Выступил, вздохнул свободно и думай себе о домашних делах. О том, как никого не обидеть, ни Сяохуань, ни Дохэ. Как объяснить жилищному комитету, почему Дохэ на собраниях всегда молчит? О том, что Сяохуань все буянит, рвется на работу, может, разрешить? В последнее время больше всего он думал о том, как Дахай стал героем. Вот оно что, брат дожил до тридцати с лишним лет, стал начальником штаба, женился, родил детей, и пока не погиб смертью героя, о родителях даже не вспоминал. Что ж он за человек такой...
Едва закончилась политучеба, дежурный, разносивший в бригаде почту, передал Чжан Цзяню письмо. Почерк отца. Лихие, грубоватые строчки с крупными иероглифами, выведенными отцовской рукой, так и кипели радостью — старик писал, что они с матерью едут в Цзямусы проведать внуков.
Чжан Цзянь не стал читать дальше. Чем плохо? Раз брат оставил семье продолжение рода, Чжан Цзянь теперь свободен, так? И Дохэ свободна, можно ее отпустить. Только куда она пойдет? Неважно, главное, что сам он теперь свободен, «пролетариат сбросил оковы».
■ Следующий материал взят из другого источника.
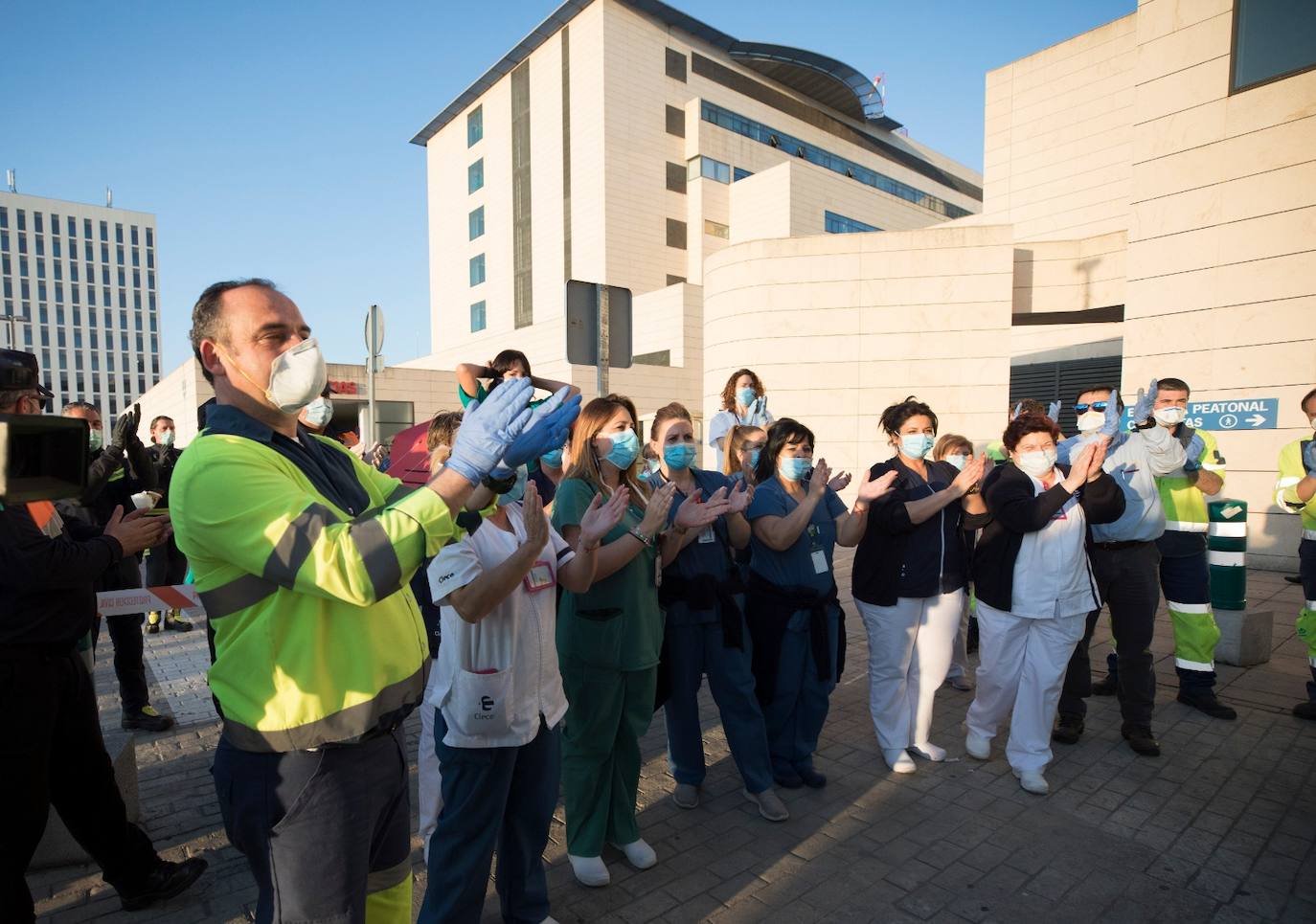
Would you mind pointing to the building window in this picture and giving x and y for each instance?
(675, 233)
(675, 176)
(717, 229)
(675, 122)
(838, 224)
(710, 169)
(474, 125)
(1271, 39)
(675, 65)
(769, 136)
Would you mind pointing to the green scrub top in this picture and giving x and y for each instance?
(618, 621)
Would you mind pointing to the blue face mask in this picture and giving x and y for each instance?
(795, 467)
(915, 445)
(679, 456)
(553, 459)
(625, 448)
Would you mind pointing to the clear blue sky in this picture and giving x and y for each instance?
(271, 139)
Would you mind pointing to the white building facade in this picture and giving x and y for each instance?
(80, 291)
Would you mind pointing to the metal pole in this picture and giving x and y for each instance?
(370, 375)
(602, 338)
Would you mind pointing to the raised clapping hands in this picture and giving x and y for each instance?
(551, 422)
(696, 513)
(840, 482)
(601, 517)
(1146, 404)
(655, 511)
(488, 428)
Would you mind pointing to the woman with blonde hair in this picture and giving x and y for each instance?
(609, 636)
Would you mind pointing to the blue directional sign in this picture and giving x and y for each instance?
(1248, 414)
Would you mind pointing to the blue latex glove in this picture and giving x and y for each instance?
(1193, 452)
(1146, 403)
(1112, 415)
(488, 428)
(551, 422)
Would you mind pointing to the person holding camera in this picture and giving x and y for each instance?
(53, 753)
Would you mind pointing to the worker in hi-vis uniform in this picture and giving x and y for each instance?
(1185, 575)
(1295, 492)
(302, 555)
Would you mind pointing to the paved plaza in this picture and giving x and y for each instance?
(1220, 828)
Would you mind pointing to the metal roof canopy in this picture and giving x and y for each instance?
(827, 80)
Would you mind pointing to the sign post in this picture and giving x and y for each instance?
(374, 343)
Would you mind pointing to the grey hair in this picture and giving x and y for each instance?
(207, 319)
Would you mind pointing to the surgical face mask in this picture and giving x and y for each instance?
(296, 376)
(1090, 421)
(915, 445)
(795, 467)
(320, 412)
(625, 448)
(517, 490)
(553, 459)
(1170, 417)
(679, 456)
(1036, 463)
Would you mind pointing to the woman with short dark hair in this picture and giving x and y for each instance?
(1034, 587)
(910, 575)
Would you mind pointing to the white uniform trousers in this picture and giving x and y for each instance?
(910, 649)
(430, 784)
(1020, 671)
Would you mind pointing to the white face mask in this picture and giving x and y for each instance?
(1036, 463)
(296, 376)
(1170, 417)
(1090, 421)
(320, 412)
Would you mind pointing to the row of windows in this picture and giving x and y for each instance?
(38, 225)
(88, 250)
(838, 224)
(738, 124)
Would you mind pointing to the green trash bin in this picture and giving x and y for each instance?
(1227, 547)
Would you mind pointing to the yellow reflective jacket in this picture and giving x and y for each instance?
(316, 635)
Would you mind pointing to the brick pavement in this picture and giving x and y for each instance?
(1217, 829)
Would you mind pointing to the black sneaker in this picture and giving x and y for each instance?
(1206, 702)
(147, 719)
(1069, 730)
(166, 881)
(1141, 740)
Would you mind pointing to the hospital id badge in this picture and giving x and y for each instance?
(819, 561)
(538, 578)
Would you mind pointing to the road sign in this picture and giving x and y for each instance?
(581, 306)
(1248, 414)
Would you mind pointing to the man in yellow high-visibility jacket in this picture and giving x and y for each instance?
(1295, 492)
(302, 555)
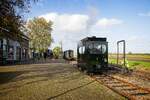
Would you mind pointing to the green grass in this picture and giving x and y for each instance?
(134, 64)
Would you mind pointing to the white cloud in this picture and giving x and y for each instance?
(70, 28)
(144, 14)
(105, 22)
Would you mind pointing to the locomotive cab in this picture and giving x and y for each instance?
(93, 54)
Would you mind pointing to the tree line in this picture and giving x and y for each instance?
(37, 29)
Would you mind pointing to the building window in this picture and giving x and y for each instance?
(10, 53)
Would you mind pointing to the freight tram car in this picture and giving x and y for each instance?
(92, 54)
(68, 55)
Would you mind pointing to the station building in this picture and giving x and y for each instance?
(12, 49)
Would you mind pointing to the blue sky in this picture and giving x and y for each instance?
(114, 19)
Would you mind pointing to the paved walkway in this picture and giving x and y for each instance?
(56, 81)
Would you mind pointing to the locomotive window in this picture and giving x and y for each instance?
(90, 46)
(103, 48)
(83, 49)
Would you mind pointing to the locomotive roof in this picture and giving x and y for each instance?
(94, 39)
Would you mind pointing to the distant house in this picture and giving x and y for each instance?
(13, 49)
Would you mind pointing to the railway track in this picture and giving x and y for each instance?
(122, 87)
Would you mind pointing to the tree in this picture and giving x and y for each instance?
(39, 34)
(56, 51)
(11, 13)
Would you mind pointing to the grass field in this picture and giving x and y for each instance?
(50, 81)
(134, 61)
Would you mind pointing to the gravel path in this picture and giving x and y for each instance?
(50, 81)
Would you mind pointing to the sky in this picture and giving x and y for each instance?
(74, 20)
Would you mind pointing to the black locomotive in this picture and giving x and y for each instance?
(68, 55)
(92, 54)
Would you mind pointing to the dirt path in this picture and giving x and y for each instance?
(56, 81)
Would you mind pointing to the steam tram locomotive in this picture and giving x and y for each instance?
(92, 54)
(68, 55)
Чжан Цзянь вернулся в семейное общежитие, стоявшее недалеко от завода. Сяохуань опять не было дома. Дохэ тут же подошла, опустилась на колени, сняла с него тяжелые замшевые ботинки и осторожно убрала их за дверь. Замша была светло-коричневая, но в первый же день на заводе ботинки стали черными, как лак. После смены Чжан Цзянь мылся, но все равно было видно, что он с коксовального. У рабочих его завода уголь въедался в кожу так глубоко, что уже не отмоешь.
Они жили в большом бараке, две деревянные кровати, составленные рядом наподобие кана, занимали восточную часть комнаты. В западной половине стояла громоздкая железная печь, дымовая труба из листового железа свивалась в полукруг под потолком и выходила наружу через отверстие над «каном». Растопишь печку, и в комнате становится так жарко, что в стеганке не усидишь.
Была середина августа, Дохэ готовила еду во дворе. Ей приходилось то и дело забегать в дом, потом выскакивать обратно на улицу, она то разувалась, то снова обувалась, дел у Дохэ было больше всех. Сяохуань — та лентяйка, ноет, ворчит, но подчиняется японским правилам, лишь бы самой ничего не делать.
Чжан Цзянь едва успел сесть, как без единого звука у него в руках оказалась чашка чая. Чай приятно остыл, верно, заварили, пока он шел с работы домой. Отставил чашку, и перед ним появился веер. Взял веер, а Дохэ уже след простыл. Радость его у Сяохуань, а уют — здесь, у Дохэ. В новом рабочем квартале стояло несколько дюжин одинаковых сбитых наспех одноэтажек из красного кирпича, на два-три десятка бараков свой жилищный комитет. Для комитета Дохэ была немой свояченицей Чжан Цзяня, которая вечно ходит хвостиком за своей старшей сестрой, говорливой хохотушкой Чжу Сяохуань. Бывало, Сяохуань встретит знакомых по пути на рынок за продуктами или на железную дорогу за шлаком, отпустит шуточку, а Дохэ кланяется у нее из-за спины, будто извиняется за сестру.